Rubéola congênita = perda auditiva, catarata e cardiopatia congênita (tríade clássica).

Resumo-Chave

A tríade clássica da Síndrome da Rubéola Congênita (SRC) é composta por perda auditiva neurossensorial, catarata e cardiopatia congênita (especialmente persistência do canal arterial e estenose da artéria pulmonar). Essas manifestações ocorrem devido à infecção materna pelo vírus da rubéola durante o primeiro trimestre da gestação, período de maior teratogenicidade.

Contexto Educacional

A Síndrome da Rubéola Congênita (SRC) é uma condição grave que resulta da infecção fetal pelo vírus da rubéola, transmitido da mãe para o feto durante a gestação. Embora a vacinação em massa tenha reduzido drasticamente a incidência da rubéola, casos esporádicos e surtos ainda podem ocorrer, tornando o conhecimento sobre a SRC essencial para residentes e profissionais de saúde, especialmente em pediatria e obstetrícia. A patogênese da SRC envolve a infecção viral das células fetais, levando a danos teciduais e malformações. As manifestações clínicas dependem do período gestacional em que a infecção ocorreu, sendo o primeiro trimestre o mais crítico. A tríade clássica de perda auditiva neurossensorial, catarata e cardiopatia congênita (persistência do canal arterial e estenose da artéria pulmonar são as mais comuns) é o marco diagnóstico da SRC, embora outras anomalias como microcefalia, retardo do crescimento intrauterino, glaucoma e diabetes mellitus também possam estar presentes.
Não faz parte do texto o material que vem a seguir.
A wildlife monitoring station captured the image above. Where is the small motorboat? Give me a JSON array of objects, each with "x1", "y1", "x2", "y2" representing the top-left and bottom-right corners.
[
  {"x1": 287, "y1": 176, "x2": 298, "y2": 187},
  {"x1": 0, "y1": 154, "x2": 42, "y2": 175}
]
O diagnóstico da SRC é clínico e laboratorial, com a detecção do vírus ou anticorpos específicos no recém-nascido. Não há tratamento antiviral específico para a SRC, e o manejo é de suporte, focado nas anomalias presentes. A prevenção é a medida mais eficaz, através da vacinação pré-concepcional de mulheres em idade fértil, garantindo imunidade antes de uma possível gravidez. A conscientização sobre a importância da vacinação e o rastreamento da imunidade em gestantes são pilares na erradicação da SRC.

Perguntas Frequentes

Quais são as manifestações clínicas da Síndrome da Rubéola Congênita?

A Síndrome da Rubéola Congênita (SRC) é classicamente caracterizada pela tríade de perda auditiva neurossensorial, catarata e cardiopatia congênita (como persistência do canal arterial e estenose da artéria pulmonar). Outras manifestações podem incluir microcefalia, retardo do crescimento intrauterino, glaucoma e diabetes mellitus.

Quando a infecção materna por rubéola é mais perigosa para o feto?

A infecção materna por rubéola é mais perigosa para o feto quando ocorre no primeiro trimestre da gestação, especialmente nas primeiras 12 semanas. Nesse período, o risco de malformações congênitas graves é maior, diminuindo significativamente após a 16ª semana.

Como a Síndrome da Rubéola Congênita pode ser prevenida?

A prevenção da Síndrome da Rubéola Congênita é feita principalmente através da vacinação das mulheres em idade fértil com a vacina tríplice viral (sarampo, caxumba e rubéola) antes da gestação. É crucial que a vacina não seja administrada durante a gravidez.